I hire people to work for me. I do not hire a union to supply me with people. And if those employees 'organize' after I have hired them, am I obligated to the employee, or am I obligated to their union.

Possibly I'm naive about "labor". I don't deny that. But, by God, if I am paying wages to a person, I expect them to dance to my tune. If they don't like the tune, there are other jobs out there - I'm not holding a gun to their head - they are not my slaves. If they don't want to work under my rules they are free to leave.

Schteveo said...

God NO, I'm not running for office!! I like my evenings and weekends free.

And I've never hired any union people, here in NC, we are a Right to Work State. Or as the workers call it, NC is a Right to Fuck State. NC employers are pretty much free to do as they damned well please. And most of them do, even big corporations do crazy anti-worker stuff after they come here. We've seen employees move here with company "X", stay a year or two and transfer back to their original place because of employer craziness here. I'm talking about good employees too, not the shit birds.

Southerners have some funny ideas about how unions work, so they're not big here. Most of those ideas have come from the government and the employers, people with an axe to grind anti-union wise. (right now, the Governor is trying to get the State Employees Association, ruled AS a union, so she can break them. And their complaint? The Gov, the Dept Heads and the General Assembly ALL got raises this year, the state employees did not.)

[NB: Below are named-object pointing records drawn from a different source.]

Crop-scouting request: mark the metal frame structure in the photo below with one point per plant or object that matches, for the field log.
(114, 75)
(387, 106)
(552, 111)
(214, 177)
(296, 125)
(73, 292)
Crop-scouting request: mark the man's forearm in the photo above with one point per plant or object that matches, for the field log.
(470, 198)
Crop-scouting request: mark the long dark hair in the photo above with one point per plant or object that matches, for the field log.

But I digress, I've hired plenty of people, and I've made them miserable enough that they quit when I wanted them gone. (hell, I've done that to co-workers I didn't like) Here in NC, it's almost impossible to get Unemployment if you QUIT. And in a roundabout way, employers are penalized for firing people, so I've avoided it. But having said that, I was taught, by a family of supervisors, managers and Superintendents, to use the law to do my bidding, where troublesome employees are concerned.

If those protesting employees were within the law, I'd leave them be. If they are doing their jobs, again, I'd leave them be. But how often are the hard working employees the ones wiling to strike or make waves.

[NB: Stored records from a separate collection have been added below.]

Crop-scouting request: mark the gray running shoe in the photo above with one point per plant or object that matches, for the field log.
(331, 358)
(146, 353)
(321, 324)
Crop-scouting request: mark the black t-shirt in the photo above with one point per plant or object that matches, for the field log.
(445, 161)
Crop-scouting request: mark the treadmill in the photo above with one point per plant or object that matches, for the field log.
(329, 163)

Here's what you may NOT have thought about in this particular situation. The grand majority of hotel rooms are booked and one night guaranteed in advance. People are most likely not going to walk away from the $80, $90, or $120 they agreed to pay for that first night, because of a strike. And once you're in a hotel, would you leave? Most people won't. Another business would definitely be different in my mind.

Now back to the law.

If I feel those people are hurting my business, it will be in their best interest to do everything I tell them, be on time, be dressed right, be good with customers etc. Because I have been known to write up, suspend, etc to get employees to quit. Most businesses have in their employee rules, the right and power to suspend employees for 1 day, then 3 days then 5 days, even up to 10 days one place I worked.

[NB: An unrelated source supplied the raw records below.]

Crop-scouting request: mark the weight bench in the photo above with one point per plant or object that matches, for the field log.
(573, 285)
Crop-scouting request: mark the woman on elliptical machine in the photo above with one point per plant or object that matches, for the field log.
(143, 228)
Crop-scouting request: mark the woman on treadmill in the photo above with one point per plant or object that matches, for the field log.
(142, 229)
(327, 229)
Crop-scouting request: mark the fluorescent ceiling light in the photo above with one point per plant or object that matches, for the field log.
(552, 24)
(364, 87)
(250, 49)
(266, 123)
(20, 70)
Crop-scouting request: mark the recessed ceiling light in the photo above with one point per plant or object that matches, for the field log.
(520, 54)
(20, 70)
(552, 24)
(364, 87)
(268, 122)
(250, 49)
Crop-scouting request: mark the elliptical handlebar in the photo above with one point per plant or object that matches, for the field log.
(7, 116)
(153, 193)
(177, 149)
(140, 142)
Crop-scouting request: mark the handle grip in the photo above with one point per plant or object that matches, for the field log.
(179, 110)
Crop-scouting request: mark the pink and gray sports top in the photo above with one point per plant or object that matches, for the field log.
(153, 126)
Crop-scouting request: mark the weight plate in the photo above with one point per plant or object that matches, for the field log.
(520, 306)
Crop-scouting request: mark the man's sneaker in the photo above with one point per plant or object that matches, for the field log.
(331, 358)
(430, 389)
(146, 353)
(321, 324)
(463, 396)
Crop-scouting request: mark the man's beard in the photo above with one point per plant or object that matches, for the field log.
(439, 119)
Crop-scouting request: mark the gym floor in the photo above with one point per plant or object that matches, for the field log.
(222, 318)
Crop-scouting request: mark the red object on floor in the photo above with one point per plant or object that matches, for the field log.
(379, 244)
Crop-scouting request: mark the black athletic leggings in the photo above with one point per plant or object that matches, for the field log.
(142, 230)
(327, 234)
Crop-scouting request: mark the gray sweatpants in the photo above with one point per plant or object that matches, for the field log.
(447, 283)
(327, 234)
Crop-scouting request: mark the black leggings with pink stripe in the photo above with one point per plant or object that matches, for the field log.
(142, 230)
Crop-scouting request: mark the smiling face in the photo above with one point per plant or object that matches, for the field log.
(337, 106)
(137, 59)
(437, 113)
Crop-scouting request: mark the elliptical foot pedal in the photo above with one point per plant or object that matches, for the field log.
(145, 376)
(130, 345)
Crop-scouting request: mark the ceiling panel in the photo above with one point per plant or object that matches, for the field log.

I'd simply write them up, then suspend them for 1 day, let them come back one day, suspend them for 3 days, let them come back one day, and suspend them the full 5 days. It's been my experience that doing that, denying them that 9 days of pay, over just 2 1/2 weeks generally gets them to go elsewhere. After one or two employees see you do that, the word is out among the workers and when I suspended them for 3 days, they just never came back.

Problem solved.

It's also been my experience as both a patron and a peon, that the folks that will strike in front of a business will tend to be slack workers during that, and I'd use company rules and the law to get rid of them. I most probably would not have fired them JUST for protesting, I'd have shoved them out some other way.

But too me, it ALL goes back to protecting "my people". I've quit jobs working for screwed up companies like Sheraton. Companies that think money is made by screwing the customers and the employees are NOT for me. And I'd bet my bottom dollar, knowing Sheraton, that these people had legitimate gripes.

BOW said...

"Unions", like all their parasitic "liberal", "progressive" members and ilk, want to control everything; they want to bleed dry their hosts with as little productive effort as possible.